TESLA’s charging standard embraced by competitors
Tesla has not only disrupted autos, but also the decades-old way cars are sold, selling to buyers directly instead of via dealership.

At least two of the “Big Three” automakers in the US (Ford and General Motors) announced their adoption of the NACS (North American Charging Standard), a format popularised by Telsa.

Following Ford and GM's move, EV startup Rivian announced Tesla NACS adoption too, before Volvo and Mercedes Benz followed in the US automaker's footsteps.

Volkswagen is also reported in discussions to adopt NACS, while Japanese automakers Nissan and Honda had already confirmed their move towards NACS.
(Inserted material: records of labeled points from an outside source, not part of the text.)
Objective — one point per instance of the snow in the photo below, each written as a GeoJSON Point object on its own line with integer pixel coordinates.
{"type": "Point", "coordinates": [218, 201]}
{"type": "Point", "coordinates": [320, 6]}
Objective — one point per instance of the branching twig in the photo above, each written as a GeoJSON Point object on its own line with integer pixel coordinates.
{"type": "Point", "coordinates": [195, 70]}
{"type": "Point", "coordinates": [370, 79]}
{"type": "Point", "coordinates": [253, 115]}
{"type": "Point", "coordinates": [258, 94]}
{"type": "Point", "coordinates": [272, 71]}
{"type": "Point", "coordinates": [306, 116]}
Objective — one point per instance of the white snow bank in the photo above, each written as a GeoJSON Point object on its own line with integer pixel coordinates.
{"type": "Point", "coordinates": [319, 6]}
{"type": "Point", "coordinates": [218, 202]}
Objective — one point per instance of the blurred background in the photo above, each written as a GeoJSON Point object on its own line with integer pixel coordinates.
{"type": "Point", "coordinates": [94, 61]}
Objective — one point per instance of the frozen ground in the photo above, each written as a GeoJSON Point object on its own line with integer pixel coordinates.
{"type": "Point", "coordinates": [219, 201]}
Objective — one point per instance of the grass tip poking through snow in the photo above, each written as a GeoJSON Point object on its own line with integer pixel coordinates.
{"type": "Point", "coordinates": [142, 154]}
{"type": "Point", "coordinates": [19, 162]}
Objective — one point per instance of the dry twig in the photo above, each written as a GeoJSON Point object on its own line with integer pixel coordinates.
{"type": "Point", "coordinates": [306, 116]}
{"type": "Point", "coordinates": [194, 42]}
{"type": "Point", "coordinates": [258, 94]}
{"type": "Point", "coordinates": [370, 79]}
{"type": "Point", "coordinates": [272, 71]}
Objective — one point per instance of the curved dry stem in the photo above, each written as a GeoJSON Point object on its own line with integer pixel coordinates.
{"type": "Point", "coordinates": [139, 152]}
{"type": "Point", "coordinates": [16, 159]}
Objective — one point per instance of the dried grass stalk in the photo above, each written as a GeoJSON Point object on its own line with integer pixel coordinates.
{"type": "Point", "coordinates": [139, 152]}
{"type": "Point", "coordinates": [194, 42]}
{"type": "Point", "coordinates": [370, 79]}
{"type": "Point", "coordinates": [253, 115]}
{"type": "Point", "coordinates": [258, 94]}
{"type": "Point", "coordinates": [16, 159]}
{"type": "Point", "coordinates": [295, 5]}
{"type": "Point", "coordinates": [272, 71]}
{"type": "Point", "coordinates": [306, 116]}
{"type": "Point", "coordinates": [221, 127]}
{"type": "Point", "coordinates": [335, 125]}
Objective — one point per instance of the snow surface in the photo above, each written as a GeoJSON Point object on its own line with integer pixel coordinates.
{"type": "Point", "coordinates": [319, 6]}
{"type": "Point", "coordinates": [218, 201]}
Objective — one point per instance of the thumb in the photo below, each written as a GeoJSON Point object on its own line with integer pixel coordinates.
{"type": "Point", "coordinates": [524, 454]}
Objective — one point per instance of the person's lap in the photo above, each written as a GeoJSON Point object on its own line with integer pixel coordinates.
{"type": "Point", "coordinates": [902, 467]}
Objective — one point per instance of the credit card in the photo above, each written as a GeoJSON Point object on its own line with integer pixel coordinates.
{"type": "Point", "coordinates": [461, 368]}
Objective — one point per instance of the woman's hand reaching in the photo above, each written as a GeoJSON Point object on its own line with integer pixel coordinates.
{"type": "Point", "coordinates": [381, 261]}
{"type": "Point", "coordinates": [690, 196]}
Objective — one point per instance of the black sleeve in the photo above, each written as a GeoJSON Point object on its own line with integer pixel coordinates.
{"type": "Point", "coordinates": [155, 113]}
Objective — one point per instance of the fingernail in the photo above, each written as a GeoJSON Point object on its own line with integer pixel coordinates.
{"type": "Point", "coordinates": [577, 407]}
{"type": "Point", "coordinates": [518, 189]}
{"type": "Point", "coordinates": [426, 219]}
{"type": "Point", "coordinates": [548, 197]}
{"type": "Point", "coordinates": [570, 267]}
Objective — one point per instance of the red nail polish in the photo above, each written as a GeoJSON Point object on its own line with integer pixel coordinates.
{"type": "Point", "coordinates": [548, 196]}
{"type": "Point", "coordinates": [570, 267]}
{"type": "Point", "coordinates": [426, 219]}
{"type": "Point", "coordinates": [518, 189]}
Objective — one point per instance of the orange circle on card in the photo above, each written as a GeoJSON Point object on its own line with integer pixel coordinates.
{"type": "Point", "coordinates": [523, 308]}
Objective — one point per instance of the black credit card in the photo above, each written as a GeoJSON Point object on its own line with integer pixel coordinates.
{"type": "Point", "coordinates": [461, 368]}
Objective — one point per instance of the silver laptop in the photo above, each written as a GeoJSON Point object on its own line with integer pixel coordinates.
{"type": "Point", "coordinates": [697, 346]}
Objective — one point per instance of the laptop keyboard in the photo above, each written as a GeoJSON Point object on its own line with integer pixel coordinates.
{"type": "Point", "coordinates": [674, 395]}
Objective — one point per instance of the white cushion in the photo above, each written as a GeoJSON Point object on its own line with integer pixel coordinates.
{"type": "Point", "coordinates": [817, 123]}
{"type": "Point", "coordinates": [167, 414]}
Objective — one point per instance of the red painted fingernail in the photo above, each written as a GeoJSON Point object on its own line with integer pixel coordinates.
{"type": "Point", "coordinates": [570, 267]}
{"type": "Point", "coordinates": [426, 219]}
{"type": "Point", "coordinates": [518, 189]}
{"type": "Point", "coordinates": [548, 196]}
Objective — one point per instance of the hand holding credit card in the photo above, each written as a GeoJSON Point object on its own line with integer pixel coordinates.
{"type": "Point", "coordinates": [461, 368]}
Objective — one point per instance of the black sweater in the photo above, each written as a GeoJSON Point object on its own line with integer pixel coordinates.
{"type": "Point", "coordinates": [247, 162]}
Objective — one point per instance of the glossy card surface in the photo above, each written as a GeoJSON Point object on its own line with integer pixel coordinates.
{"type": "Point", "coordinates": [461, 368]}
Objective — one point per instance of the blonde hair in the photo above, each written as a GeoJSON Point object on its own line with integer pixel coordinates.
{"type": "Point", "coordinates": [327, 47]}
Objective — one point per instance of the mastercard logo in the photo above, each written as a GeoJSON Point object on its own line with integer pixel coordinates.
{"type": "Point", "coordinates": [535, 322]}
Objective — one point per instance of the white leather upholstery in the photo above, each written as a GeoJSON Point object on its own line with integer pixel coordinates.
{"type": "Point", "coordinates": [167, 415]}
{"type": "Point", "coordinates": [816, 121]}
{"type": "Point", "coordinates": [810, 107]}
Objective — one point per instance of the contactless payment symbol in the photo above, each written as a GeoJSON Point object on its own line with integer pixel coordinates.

Software is key — and a major cause of frustration

Given the natural drive towards EV industry hardware standardisation, which helps economies of scale (and presumably lead to cost reductions), software remains the biggest hurdle. Musk had earlier floated the idea of eventually licensing their FSD system to other carmakers, potentially making it a global standard, and a money-spinner.

This demonstrates the high stakes involved in the AI sphere. In our collective AI-driven future, it’s not the hardware or the fuel/battery pack that counts.

Rather, it's the spaghetti of codes, or in Tesla's case, the high-stakes neural network "training" — the software — whose mastery of unpredictable road conditions will be constantly scrutinised.

Elluswamy and his team of engineers may just hold the key to cracking it.